I honestly don’t much about Pamela Geller or her organization’s ‘Draw the Prophet’ Muhammad contest. Since I have been busy I heard about this story, Texas officer saved lives in shooting outside Muhammad cartoon contest, police say, belatedly. So when I finally got around to reading this editorial, “Extremists collide in Texas: Our view (www.usatoday.com),” I was just barely able to put the controversy in its proper context.
A terrorist slaughter was narrowly averted in Texas on Sunday by a combination of sound planning and blind luck. But the circumstances point to a deeper and sure-to-recur problem — a collision of extremes that can’t be completely controlled in a free society.
On one side in the harrowing incident was the American Freedom Defense Initiative, an anti-Muslim group based in New York with a history of provocation. It invited trouble in the most transparent way possible — by staging a high-profile event to draw cartoons of the prophet Mohammed. The group knew, of course, that such cartoons — gravely offensive to most Muslims — have repeatedly caused mayhem in Europe, most notably in the slaughter of 12 people, including cartoonists and journalists, at the Paris offices of satirical magazine Charlie Hebdo in January. But AFDI went ahead anyway. (continued here)
Perhaps I have not been paying enough attention, but the reaction of some folks puzzled me.
- Why do journalists equate the “extremism” of drawing pictures of someone who started pushing daisies over a thousand years ago with machine gunning real, live, unarmed citizens?
- When did the corporate news media start considering it extremist to draw pictures that might antagonize anyone?

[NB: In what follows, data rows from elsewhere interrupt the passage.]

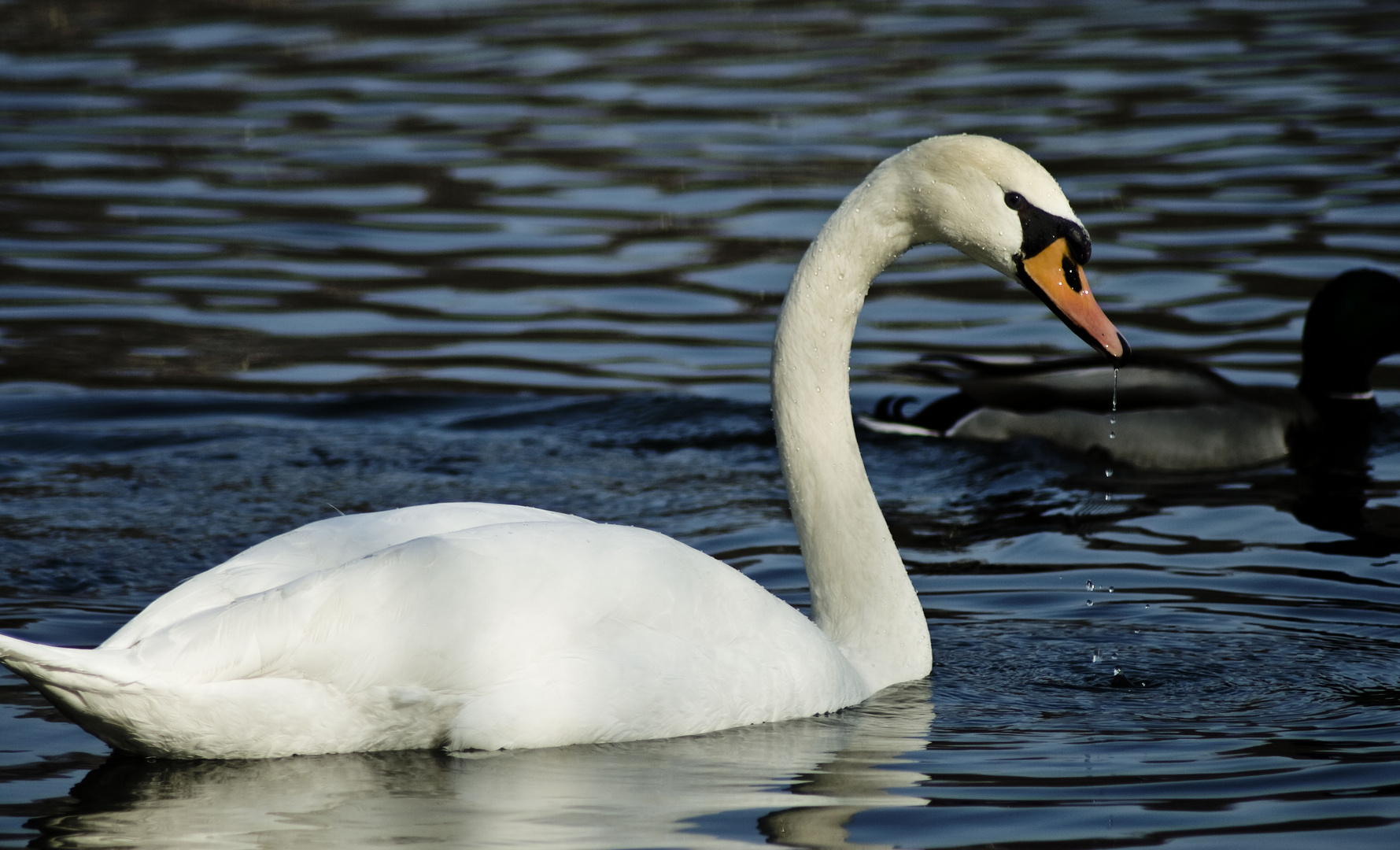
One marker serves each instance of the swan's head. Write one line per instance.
(1001, 208)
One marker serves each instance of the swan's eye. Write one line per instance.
(1071, 275)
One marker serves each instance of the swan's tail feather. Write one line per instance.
(63, 668)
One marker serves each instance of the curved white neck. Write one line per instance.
(861, 596)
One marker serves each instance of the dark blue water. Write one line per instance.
(260, 262)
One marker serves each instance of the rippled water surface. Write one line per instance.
(264, 261)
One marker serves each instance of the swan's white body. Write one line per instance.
(501, 626)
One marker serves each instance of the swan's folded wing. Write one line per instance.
(312, 548)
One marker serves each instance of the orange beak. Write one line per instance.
(1060, 283)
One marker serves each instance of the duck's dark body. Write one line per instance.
(1172, 415)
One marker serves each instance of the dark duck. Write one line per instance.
(1175, 415)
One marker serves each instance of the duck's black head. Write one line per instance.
(1351, 325)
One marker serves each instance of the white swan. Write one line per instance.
(499, 626)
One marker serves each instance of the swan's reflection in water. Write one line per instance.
(804, 779)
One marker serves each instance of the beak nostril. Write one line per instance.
(1071, 275)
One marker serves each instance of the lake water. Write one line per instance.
(268, 261)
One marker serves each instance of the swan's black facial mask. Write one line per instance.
(1049, 264)
(1039, 230)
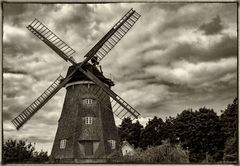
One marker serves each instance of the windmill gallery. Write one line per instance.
(86, 129)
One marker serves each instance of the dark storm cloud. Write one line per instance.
(213, 27)
(164, 64)
(226, 47)
(13, 71)
(77, 18)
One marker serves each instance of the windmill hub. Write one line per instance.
(79, 76)
(86, 128)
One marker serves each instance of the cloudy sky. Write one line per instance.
(177, 56)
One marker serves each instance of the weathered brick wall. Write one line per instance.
(72, 126)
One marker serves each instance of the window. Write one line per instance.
(112, 144)
(88, 120)
(89, 101)
(63, 144)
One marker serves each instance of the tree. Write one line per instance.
(165, 153)
(229, 119)
(200, 131)
(21, 152)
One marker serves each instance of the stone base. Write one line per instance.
(80, 160)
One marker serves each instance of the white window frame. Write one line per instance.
(112, 144)
(63, 143)
(88, 120)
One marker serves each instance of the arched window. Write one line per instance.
(88, 120)
(63, 143)
(112, 144)
(88, 101)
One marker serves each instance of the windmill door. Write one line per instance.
(88, 148)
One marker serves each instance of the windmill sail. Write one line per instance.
(52, 40)
(123, 110)
(25, 115)
(103, 47)
(126, 110)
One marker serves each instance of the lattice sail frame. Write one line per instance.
(37, 104)
(99, 50)
(119, 30)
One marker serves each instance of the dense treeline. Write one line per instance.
(206, 136)
(22, 152)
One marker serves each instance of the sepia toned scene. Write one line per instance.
(126, 83)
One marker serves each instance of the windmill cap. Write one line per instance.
(79, 76)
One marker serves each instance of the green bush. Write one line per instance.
(22, 152)
(165, 153)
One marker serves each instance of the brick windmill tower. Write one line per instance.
(86, 128)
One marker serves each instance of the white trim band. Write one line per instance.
(78, 83)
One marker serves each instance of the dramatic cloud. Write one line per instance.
(177, 56)
(212, 27)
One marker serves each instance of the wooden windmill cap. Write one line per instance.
(79, 76)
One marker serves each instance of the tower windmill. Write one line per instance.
(86, 128)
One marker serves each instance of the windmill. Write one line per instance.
(86, 128)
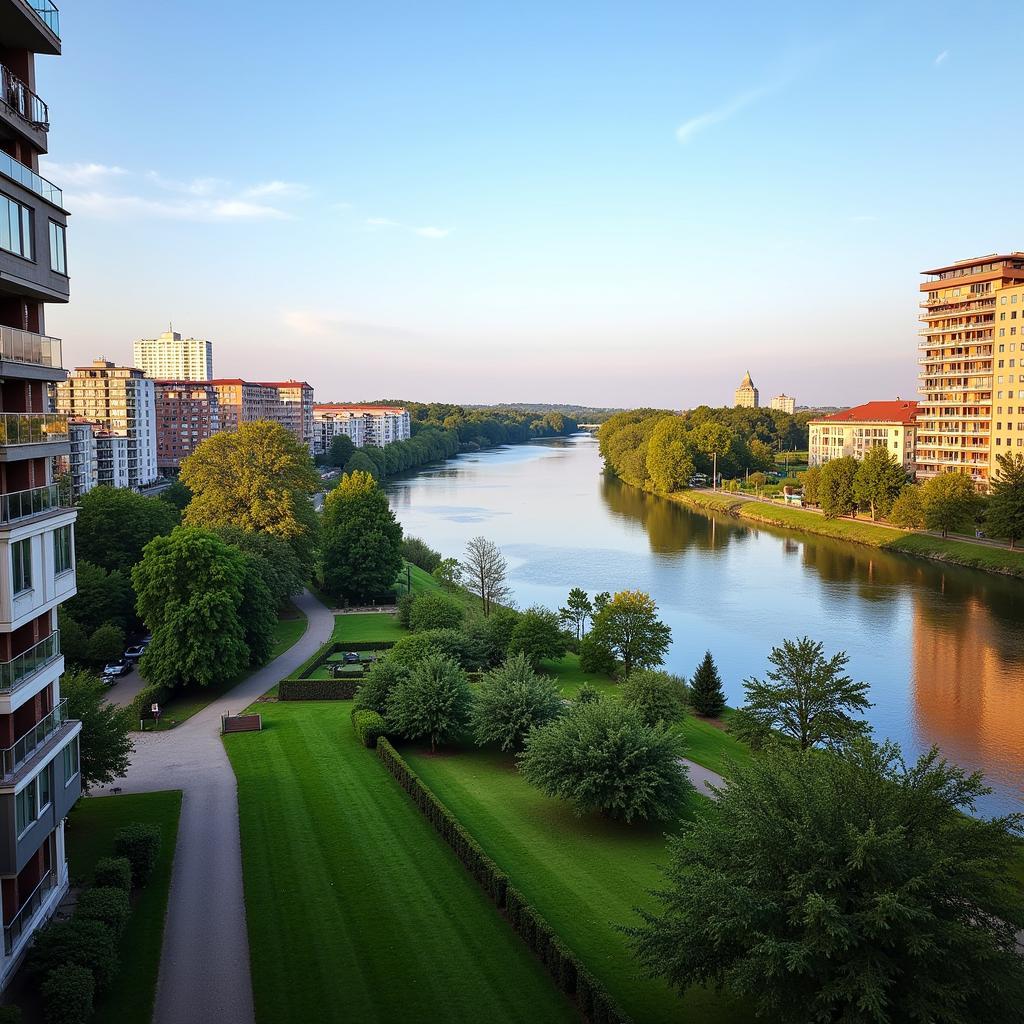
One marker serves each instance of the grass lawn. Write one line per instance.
(90, 832)
(357, 910)
(584, 875)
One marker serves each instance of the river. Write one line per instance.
(941, 647)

- The point of the contest was to demonstrate that Muslims have no right to suppress free speech. Nevertheless, two Muslims tried to suppress free speech. So why did so many editorials pretend that is not the core of the problem?
- Instead of linking to American Freedom Defense Initiative‘s website, USA Today linked to the Southern Poverty Law Center‘s hate map. The Southern Poverty Law Center calls organizations who just dare disagree with its policies extremists and hate groups. Why is it okay for that organization to be so provocative?
It use to be that we often spoke of journalistic crusades, but that term, “crusade,” no longer gets much use in the news media. Ostensibly, they don’t want to be insensitive (except to polite folk, who don’t consider it proper to terrorize other people). Are the folks in the corporate news media actually that cowardly? Have we seen the last of the true crusades from the American news media?